The Mars Society often refers to colonies on Mars as the next stage in the history of "colonization," and cautions against repeating the errors committed on Earth. 


  • According to the Oregon Chapter of the Mars Society, "there will most likely be a few clusters of tiny villages when the first colonies are put up." They should widen out as time goes by. 
  • The more dispersed the townships are, the more likely they are to establish their own culture.
  • Townships will first be reliant on one another for common resources such as food, water, fuel, and air.
  • People should be encouraged to establish more isolated settlements after a more solid infrastructure has been established on Mars. 
  • The law is an essential factor to consider in every region where colonization or expansion has happened. 
  • On Mars, some kind of law will be required. When we consider the system that was utilized in the old west, we can see that whomever is in charge of enforcing the law may have trouble doing so. 
  • The sheriffs' on Mars must be trustworthy persons who have the support of the majority of the population. 
  • They should not be chosen by the present crop of politically motivated citizens; this would only promote corruption. Instead, some kind of volunteer lottery system should be permitted. 
  • In terms of the legislation itself, it should be enacted to protect everyone's fundamental rights, from speech to privacy. 

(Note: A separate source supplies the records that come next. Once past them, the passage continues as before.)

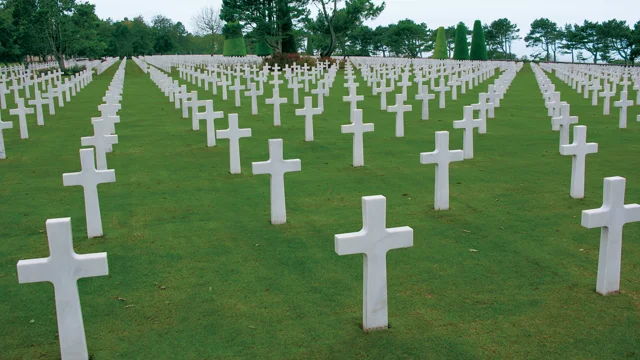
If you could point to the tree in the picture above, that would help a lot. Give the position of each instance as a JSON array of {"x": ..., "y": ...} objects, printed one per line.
[
  {"x": 618, "y": 35},
  {"x": 408, "y": 38},
  {"x": 233, "y": 40},
  {"x": 267, "y": 19},
  {"x": 461, "y": 51},
  {"x": 500, "y": 35},
  {"x": 440, "y": 49},
  {"x": 570, "y": 40},
  {"x": 635, "y": 42},
  {"x": 544, "y": 34},
  {"x": 478, "y": 44},
  {"x": 335, "y": 22},
  {"x": 207, "y": 21},
  {"x": 592, "y": 39}
]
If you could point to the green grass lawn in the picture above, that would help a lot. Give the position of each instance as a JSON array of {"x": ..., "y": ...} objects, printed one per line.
[{"x": 205, "y": 275}]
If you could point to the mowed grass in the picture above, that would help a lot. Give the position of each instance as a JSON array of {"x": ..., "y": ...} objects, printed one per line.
[{"x": 198, "y": 272}]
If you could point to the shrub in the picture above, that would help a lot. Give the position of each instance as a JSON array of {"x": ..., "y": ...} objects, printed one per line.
[
  {"x": 283, "y": 60},
  {"x": 478, "y": 45},
  {"x": 234, "y": 44},
  {"x": 461, "y": 51},
  {"x": 440, "y": 51}
]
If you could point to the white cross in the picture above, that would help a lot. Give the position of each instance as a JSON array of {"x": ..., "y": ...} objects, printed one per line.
[
  {"x": 321, "y": 91},
  {"x": 611, "y": 217},
  {"x": 209, "y": 116},
  {"x": 399, "y": 108},
  {"x": 308, "y": 112},
  {"x": 191, "y": 102},
  {"x": 63, "y": 268},
  {"x": 383, "y": 90},
  {"x": 101, "y": 140},
  {"x": 276, "y": 166},
  {"x": 237, "y": 87},
  {"x": 253, "y": 92},
  {"x": 293, "y": 84},
  {"x": 22, "y": 113},
  {"x": 3, "y": 93},
  {"x": 563, "y": 123},
  {"x": 357, "y": 128},
  {"x": 374, "y": 241},
  {"x": 353, "y": 98},
  {"x": 38, "y": 101},
  {"x": 276, "y": 100},
  {"x": 443, "y": 90},
  {"x": 623, "y": 104},
  {"x": 89, "y": 178},
  {"x": 442, "y": 156},
  {"x": 425, "y": 97},
  {"x": 405, "y": 83},
  {"x": 579, "y": 150},
  {"x": 3, "y": 125},
  {"x": 468, "y": 123},
  {"x": 234, "y": 134}
]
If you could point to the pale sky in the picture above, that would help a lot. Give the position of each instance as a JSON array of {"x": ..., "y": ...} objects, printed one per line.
[{"x": 434, "y": 13}]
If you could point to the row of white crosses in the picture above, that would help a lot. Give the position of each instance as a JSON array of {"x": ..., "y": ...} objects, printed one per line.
[
  {"x": 64, "y": 267},
  {"x": 613, "y": 214},
  {"x": 586, "y": 78},
  {"x": 189, "y": 101},
  {"x": 25, "y": 82}
]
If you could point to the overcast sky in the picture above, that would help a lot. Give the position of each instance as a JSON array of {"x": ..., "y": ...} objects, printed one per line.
[{"x": 434, "y": 13}]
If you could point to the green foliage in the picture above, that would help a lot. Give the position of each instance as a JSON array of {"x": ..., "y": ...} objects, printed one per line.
[
  {"x": 262, "y": 48},
  {"x": 407, "y": 39},
  {"x": 440, "y": 49},
  {"x": 235, "y": 47},
  {"x": 461, "y": 51},
  {"x": 499, "y": 37},
  {"x": 336, "y": 27},
  {"x": 478, "y": 44},
  {"x": 290, "y": 59},
  {"x": 271, "y": 20}
]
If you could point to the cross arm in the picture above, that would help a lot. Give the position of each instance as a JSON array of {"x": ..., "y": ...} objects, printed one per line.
[
  {"x": 91, "y": 265},
  {"x": 595, "y": 218},
  {"x": 30, "y": 271},
  {"x": 631, "y": 213}
]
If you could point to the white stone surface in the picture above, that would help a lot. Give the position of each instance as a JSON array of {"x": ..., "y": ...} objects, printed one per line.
[
  {"x": 101, "y": 141},
  {"x": 210, "y": 117},
  {"x": 22, "y": 113},
  {"x": 424, "y": 96},
  {"x": 234, "y": 134},
  {"x": 276, "y": 166},
  {"x": 468, "y": 123},
  {"x": 563, "y": 124},
  {"x": 623, "y": 104},
  {"x": 308, "y": 112},
  {"x": 611, "y": 217},
  {"x": 442, "y": 157},
  {"x": 357, "y": 128},
  {"x": 276, "y": 101},
  {"x": 578, "y": 150},
  {"x": 3, "y": 125},
  {"x": 374, "y": 241},
  {"x": 63, "y": 268},
  {"x": 399, "y": 108},
  {"x": 89, "y": 178}
]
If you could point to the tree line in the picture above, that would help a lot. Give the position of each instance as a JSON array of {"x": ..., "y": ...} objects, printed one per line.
[{"x": 60, "y": 28}]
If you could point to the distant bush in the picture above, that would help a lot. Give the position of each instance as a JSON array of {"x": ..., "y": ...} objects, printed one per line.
[{"x": 290, "y": 59}]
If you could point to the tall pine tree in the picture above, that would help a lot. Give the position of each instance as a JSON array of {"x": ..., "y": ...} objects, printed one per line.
[
  {"x": 478, "y": 45},
  {"x": 461, "y": 51},
  {"x": 440, "y": 50}
]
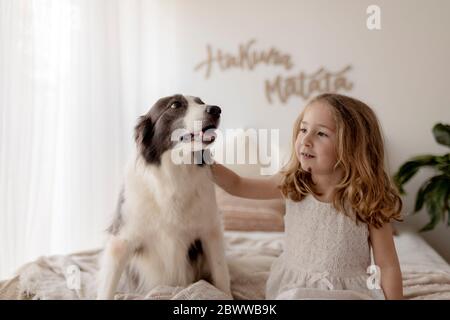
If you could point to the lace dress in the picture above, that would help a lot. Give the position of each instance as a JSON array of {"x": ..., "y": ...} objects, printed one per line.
[{"x": 326, "y": 255}]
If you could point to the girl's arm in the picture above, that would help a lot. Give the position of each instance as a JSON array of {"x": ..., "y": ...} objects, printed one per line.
[
  {"x": 254, "y": 188},
  {"x": 386, "y": 259}
]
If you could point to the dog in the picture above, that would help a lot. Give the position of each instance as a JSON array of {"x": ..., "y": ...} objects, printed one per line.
[{"x": 167, "y": 229}]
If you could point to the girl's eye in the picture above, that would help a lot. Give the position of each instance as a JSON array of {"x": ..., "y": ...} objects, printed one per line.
[{"x": 175, "y": 105}]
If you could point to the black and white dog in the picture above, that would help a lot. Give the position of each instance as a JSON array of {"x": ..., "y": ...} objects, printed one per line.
[{"x": 167, "y": 229}]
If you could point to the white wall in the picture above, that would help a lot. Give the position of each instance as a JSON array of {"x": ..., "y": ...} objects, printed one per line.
[{"x": 401, "y": 70}]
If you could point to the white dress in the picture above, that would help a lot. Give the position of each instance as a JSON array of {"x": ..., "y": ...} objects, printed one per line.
[{"x": 326, "y": 255}]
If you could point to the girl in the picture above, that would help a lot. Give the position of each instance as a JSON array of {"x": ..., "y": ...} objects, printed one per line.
[{"x": 339, "y": 203}]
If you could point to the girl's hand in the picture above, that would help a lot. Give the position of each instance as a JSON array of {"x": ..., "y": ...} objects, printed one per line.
[
  {"x": 254, "y": 188},
  {"x": 386, "y": 259}
]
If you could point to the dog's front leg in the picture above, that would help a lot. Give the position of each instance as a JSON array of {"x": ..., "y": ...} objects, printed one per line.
[
  {"x": 114, "y": 259},
  {"x": 215, "y": 253}
]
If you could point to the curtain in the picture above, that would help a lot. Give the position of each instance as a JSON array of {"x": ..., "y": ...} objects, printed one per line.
[{"x": 74, "y": 77}]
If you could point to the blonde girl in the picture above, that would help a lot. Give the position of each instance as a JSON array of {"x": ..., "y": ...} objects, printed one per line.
[{"x": 339, "y": 206}]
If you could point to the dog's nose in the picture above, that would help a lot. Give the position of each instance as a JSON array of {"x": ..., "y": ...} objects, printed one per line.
[{"x": 213, "y": 110}]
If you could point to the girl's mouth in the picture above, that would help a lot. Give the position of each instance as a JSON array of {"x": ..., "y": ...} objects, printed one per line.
[{"x": 307, "y": 155}]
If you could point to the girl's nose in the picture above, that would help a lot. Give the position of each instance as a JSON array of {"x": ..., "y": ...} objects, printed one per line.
[{"x": 306, "y": 141}]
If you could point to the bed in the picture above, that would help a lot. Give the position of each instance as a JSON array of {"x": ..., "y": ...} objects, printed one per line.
[
  {"x": 426, "y": 275},
  {"x": 254, "y": 238}
]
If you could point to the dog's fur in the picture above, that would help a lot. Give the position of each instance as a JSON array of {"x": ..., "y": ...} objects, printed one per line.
[{"x": 167, "y": 230}]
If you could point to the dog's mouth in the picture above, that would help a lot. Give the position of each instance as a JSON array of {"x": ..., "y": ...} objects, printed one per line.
[{"x": 207, "y": 135}]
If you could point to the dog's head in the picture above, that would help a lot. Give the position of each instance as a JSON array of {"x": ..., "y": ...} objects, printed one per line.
[{"x": 178, "y": 120}]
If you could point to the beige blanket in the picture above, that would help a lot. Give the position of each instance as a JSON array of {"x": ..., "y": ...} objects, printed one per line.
[{"x": 250, "y": 255}]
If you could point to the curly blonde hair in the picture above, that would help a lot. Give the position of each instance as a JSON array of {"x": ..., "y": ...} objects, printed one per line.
[{"x": 365, "y": 188}]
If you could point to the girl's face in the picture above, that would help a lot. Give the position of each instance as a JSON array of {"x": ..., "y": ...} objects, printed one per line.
[{"x": 315, "y": 145}]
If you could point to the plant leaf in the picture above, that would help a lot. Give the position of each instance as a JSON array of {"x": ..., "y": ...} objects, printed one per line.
[
  {"x": 441, "y": 133},
  {"x": 436, "y": 197}
]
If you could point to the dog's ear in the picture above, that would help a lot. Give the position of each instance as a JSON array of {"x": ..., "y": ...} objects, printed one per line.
[{"x": 143, "y": 132}]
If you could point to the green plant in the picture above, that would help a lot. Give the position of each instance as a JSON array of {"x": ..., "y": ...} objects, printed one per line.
[{"x": 435, "y": 192}]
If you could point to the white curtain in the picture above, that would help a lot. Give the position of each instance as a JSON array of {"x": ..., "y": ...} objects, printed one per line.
[{"x": 74, "y": 76}]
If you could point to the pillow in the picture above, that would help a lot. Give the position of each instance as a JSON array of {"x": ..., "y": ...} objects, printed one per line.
[{"x": 241, "y": 214}]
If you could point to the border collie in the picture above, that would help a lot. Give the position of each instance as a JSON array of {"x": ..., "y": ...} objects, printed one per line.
[{"x": 167, "y": 229}]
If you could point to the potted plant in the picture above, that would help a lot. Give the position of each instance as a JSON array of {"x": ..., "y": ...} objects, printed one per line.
[{"x": 435, "y": 192}]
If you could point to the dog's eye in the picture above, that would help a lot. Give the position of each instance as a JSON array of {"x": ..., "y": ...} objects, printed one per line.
[{"x": 175, "y": 105}]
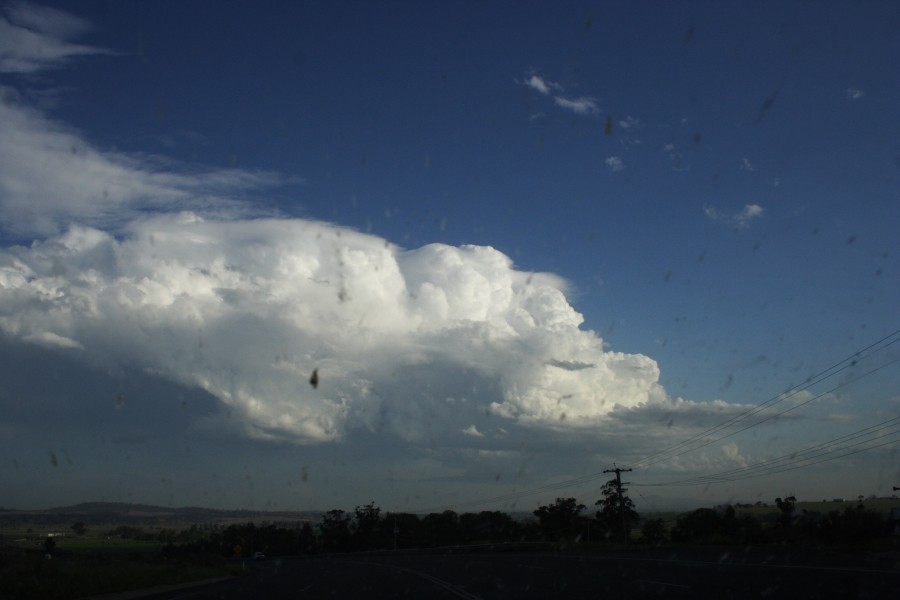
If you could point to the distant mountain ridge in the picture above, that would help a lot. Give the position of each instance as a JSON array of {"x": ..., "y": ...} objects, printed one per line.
[{"x": 147, "y": 514}]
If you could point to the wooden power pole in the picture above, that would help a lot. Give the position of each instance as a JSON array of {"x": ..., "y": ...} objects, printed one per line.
[{"x": 618, "y": 471}]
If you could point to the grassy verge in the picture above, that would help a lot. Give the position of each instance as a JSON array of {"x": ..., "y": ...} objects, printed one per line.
[{"x": 26, "y": 574}]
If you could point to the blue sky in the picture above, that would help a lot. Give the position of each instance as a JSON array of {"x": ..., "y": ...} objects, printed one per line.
[{"x": 518, "y": 242}]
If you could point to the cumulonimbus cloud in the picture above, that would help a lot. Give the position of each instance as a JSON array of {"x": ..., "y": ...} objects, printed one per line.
[{"x": 407, "y": 341}]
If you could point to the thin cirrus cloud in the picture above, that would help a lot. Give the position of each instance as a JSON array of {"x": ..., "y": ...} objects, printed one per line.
[
  {"x": 42, "y": 162},
  {"x": 426, "y": 343},
  {"x": 583, "y": 105},
  {"x": 35, "y": 38},
  {"x": 739, "y": 219},
  {"x": 141, "y": 264}
]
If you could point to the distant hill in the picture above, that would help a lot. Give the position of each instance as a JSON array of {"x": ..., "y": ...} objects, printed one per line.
[{"x": 145, "y": 514}]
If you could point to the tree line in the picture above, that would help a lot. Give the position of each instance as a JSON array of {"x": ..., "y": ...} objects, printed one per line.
[{"x": 564, "y": 522}]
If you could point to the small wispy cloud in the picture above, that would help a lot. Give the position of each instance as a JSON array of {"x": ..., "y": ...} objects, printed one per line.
[
  {"x": 615, "y": 163},
  {"x": 738, "y": 220},
  {"x": 536, "y": 82},
  {"x": 580, "y": 106},
  {"x": 35, "y": 38},
  {"x": 630, "y": 122},
  {"x": 471, "y": 430}
]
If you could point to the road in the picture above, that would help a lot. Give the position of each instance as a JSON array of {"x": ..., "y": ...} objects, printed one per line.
[{"x": 502, "y": 576}]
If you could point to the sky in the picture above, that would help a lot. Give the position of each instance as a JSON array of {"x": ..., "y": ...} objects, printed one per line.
[{"x": 464, "y": 255}]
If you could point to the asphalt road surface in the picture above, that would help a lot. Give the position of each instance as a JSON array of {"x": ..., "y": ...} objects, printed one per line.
[{"x": 501, "y": 576}]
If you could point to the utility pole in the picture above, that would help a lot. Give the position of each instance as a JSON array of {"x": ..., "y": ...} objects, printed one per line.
[{"x": 618, "y": 471}]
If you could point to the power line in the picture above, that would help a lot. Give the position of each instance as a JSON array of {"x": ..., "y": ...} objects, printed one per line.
[
  {"x": 773, "y": 416},
  {"x": 665, "y": 454},
  {"x": 846, "y": 363},
  {"x": 837, "y": 448}
]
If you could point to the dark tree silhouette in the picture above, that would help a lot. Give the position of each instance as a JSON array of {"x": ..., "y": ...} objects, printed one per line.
[
  {"x": 367, "y": 521},
  {"x": 441, "y": 529},
  {"x": 786, "y": 507},
  {"x": 616, "y": 511},
  {"x": 335, "y": 530},
  {"x": 560, "y": 519}
]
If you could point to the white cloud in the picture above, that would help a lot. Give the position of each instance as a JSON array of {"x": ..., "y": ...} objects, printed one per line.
[
  {"x": 738, "y": 220},
  {"x": 418, "y": 343},
  {"x": 615, "y": 163},
  {"x": 472, "y": 431},
  {"x": 581, "y": 106},
  {"x": 34, "y": 38},
  {"x": 50, "y": 176},
  {"x": 536, "y": 82},
  {"x": 630, "y": 122}
]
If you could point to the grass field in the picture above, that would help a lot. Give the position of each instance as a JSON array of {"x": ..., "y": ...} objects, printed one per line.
[{"x": 90, "y": 565}]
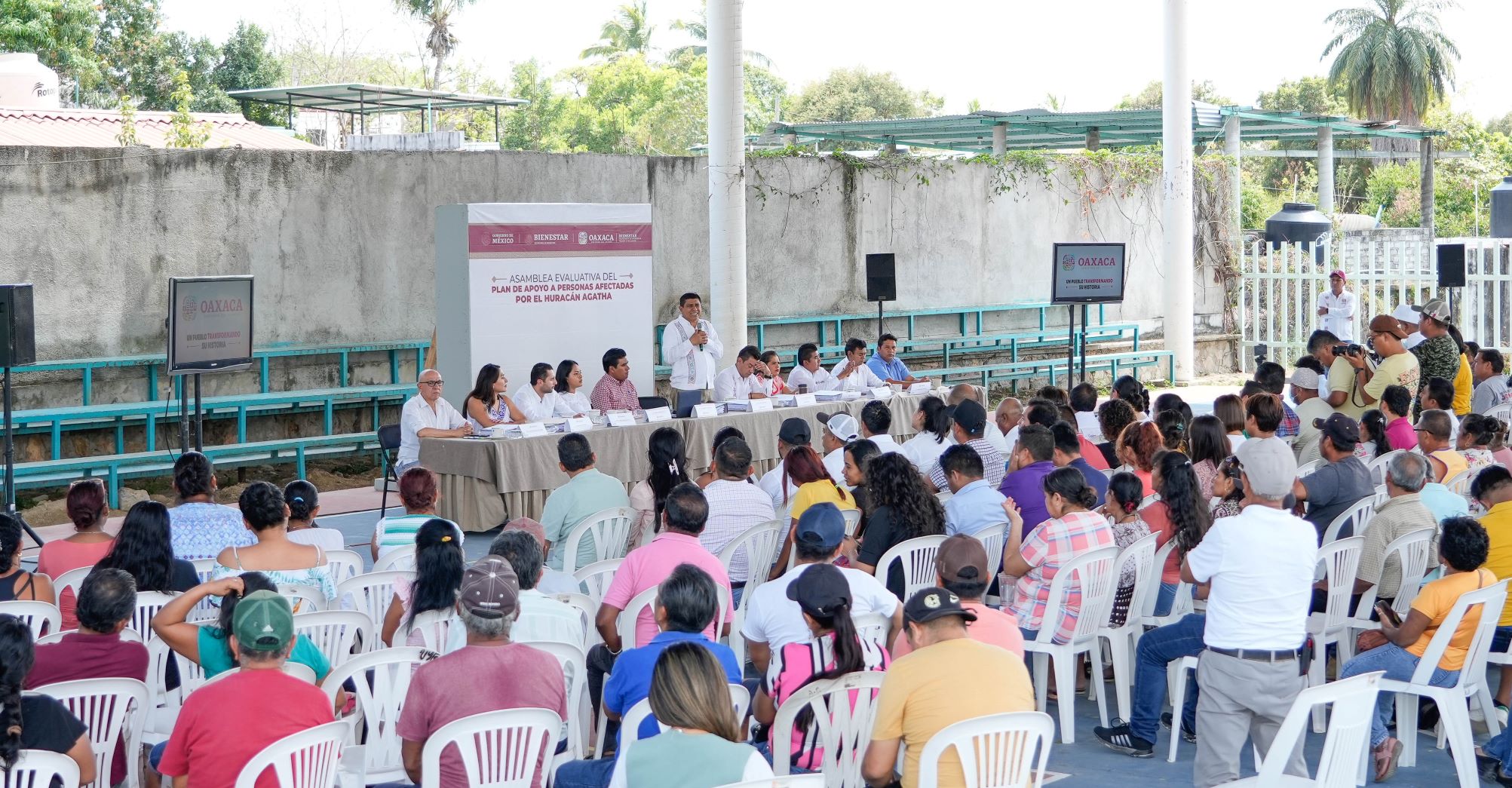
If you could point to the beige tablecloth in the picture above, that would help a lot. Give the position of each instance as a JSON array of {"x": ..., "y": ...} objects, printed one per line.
[{"x": 487, "y": 480}]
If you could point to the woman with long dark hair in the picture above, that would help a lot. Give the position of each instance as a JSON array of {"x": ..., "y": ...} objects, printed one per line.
[
  {"x": 669, "y": 460},
  {"x": 437, "y": 577},
  {"x": 143, "y": 550},
  {"x": 34, "y": 722},
  {"x": 835, "y": 649},
  {"x": 489, "y": 404},
  {"x": 903, "y": 510}
]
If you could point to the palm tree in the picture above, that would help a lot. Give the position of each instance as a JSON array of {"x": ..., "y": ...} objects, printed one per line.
[
  {"x": 625, "y": 32},
  {"x": 1393, "y": 60},
  {"x": 440, "y": 41}
]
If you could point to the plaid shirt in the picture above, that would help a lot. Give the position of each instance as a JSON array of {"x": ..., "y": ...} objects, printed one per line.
[{"x": 1047, "y": 550}]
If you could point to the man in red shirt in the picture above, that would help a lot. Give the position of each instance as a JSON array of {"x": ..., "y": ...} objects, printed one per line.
[{"x": 225, "y": 723}]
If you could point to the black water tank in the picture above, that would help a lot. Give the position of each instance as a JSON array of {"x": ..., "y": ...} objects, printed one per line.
[
  {"x": 1298, "y": 222},
  {"x": 1501, "y": 209}
]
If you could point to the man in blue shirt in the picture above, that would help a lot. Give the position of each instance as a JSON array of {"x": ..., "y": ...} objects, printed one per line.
[{"x": 886, "y": 363}]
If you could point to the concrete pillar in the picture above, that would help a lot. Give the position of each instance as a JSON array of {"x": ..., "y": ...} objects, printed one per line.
[
  {"x": 728, "y": 176},
  {"x": 1176, "y": 192},
  {"x": 1326, "y": 170}
]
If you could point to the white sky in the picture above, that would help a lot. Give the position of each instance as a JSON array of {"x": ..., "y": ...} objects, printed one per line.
[{"x": 1006, "y": 54}]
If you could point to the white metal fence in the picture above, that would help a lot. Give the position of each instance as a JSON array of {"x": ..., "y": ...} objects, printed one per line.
[{"x": 1280, "y": 288}]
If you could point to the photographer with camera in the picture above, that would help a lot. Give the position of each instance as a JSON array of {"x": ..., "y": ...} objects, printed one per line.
[{"x": 1397, "y": 366}]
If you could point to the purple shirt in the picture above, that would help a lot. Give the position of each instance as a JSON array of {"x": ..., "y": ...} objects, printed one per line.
[{"x": 1026, "y": 487}]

While these fanatics are already preoccupied with creating law and order on Mars, this humble writer is just concerned with safely getting there and back. 

Rycroft offered a different point of view (2006). “The overall aim of space exploration for the twenty-first century should be to bring people to Mars, with the primary purpose of having them stay there,” he said. 

The aim was to give humanity with “a second base in the Solar System... since the Earth may no longer be livable at some time in the future.” Rycroft pointed out that this might happen as a result of a catastrophic event on Earth. 


Civilization may self-destruct, or the Earth may be rendered uninhabitable by a massive natural disaster. 

Overpopulation, global terrorism, nuclear war or accident, cyber technology war or accident, biological war or accident, emergence of a super-virus, asteroid collision, geophysical events (e.g., earthquakes, tsunamis, floods, volcanoes, hurricanes), resource depletion (e.g., oil, natural gas reserves), climate change, global warming and sea level rise, stratospheric ozone depletion, stratospheric ozone depletion.

 “The chances are no better than 50–50 that our current civilisation on Earth will survive to the end of the century,” he added, quoting M. Rees. 

The most urgent problems include overpopulation, pollution, global warming, resource depletion, and the global spread of Islamic terrorism, which may lead to a third World War between the West and Islam. 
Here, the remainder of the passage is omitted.